The President however faulted the corrupt elements in security forces and officials in charge of the Environment and National Forestry Authority (NFA) for allegedly aiding the rising charcoal trade.
He pointed out that some security personnel have even gone to the extent of providing escort services for the destructive charcoal business.
“The people in charge of the Environment and Forestry allow this destructive business to go on massively. Apparently, armed people escort this charcoal. Where are the armed guards coming from, who is providing them, all the same, the question must be answered.?” The president wondered.
He says the charcoal burners in their quest for charcoal have turned to cut down Shea butter trees which have forced locals to hold the security people in great contempt.
“In order to save the environment and the reputation of the NRM, I therefore hereby ban the cutting of trees for charcoal burning,” He ordered.
The President also on a separate note issued an order for the expulsion of nomadic pastoralists commonly referred to as balaalo herders from Northern Uganda with immediate effect by June this year.
“By the authority of this executive order, no Mulaalo, should settle and bring cattle to settle and bring cattle to Northern Uganda except with the permission of the Minister for Lands and the Minister of Agriculture,” He says.
He however asked the Attorney General to come up with a draft of a law criminalizing nomadism and suggested that culprits could serve 7 years in prison for bringing cattle into Northern Uganda illegally.
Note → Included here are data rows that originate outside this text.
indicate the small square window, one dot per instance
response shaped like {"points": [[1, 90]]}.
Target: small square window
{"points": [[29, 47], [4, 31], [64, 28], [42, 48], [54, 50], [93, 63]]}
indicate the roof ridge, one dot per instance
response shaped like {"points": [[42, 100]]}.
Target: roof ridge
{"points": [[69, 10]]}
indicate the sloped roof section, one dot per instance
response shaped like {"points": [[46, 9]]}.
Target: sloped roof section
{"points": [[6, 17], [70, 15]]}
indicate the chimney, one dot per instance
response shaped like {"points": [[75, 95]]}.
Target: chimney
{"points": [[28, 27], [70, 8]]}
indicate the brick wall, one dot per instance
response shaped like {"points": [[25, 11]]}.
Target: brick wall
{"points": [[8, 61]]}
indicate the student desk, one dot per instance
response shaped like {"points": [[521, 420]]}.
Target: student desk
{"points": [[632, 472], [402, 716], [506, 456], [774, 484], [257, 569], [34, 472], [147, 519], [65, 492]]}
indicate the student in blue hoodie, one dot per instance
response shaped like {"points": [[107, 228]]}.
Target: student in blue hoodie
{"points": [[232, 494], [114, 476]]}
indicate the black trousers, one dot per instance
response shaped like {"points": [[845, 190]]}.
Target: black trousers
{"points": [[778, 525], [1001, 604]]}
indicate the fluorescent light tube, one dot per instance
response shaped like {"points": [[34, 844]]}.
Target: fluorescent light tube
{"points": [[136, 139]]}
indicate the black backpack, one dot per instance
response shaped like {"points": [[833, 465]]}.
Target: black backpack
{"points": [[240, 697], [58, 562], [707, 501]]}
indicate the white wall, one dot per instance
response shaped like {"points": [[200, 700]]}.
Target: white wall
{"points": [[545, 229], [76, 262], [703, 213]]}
Acholi Sub-region has witnessed a surge in the destruction of forest cover for the growing demand for charcoal and timber lately despite an earlier ban issued by the Ministry of Environment in February this year.
This has forced some of the local leaders and vigilante groups to take up civic action as an alternative measure to curb the illicit trade and transport of charcoal out of the region.
For instance, former Aruu North County Member of Parliament Samuel Odonga Otto recently launched Ribe Pi Paco, a youth-led advocacy group to champion the vice in the region. Otto equally accused the security personnel and officials in the National Forestry Authority of being behind the charcoal trade in the Acholi Sub-region.
It is estimated that Gulu district alone lost a total of 38,700 hectares of forest cover between 2010 and 2021, accounting for about 6.2 percent loss of forest cover. According to a Global Forest Watch Report, the bulk of the forest covers were depleted due to the growing charcoal trade and wild forest fires.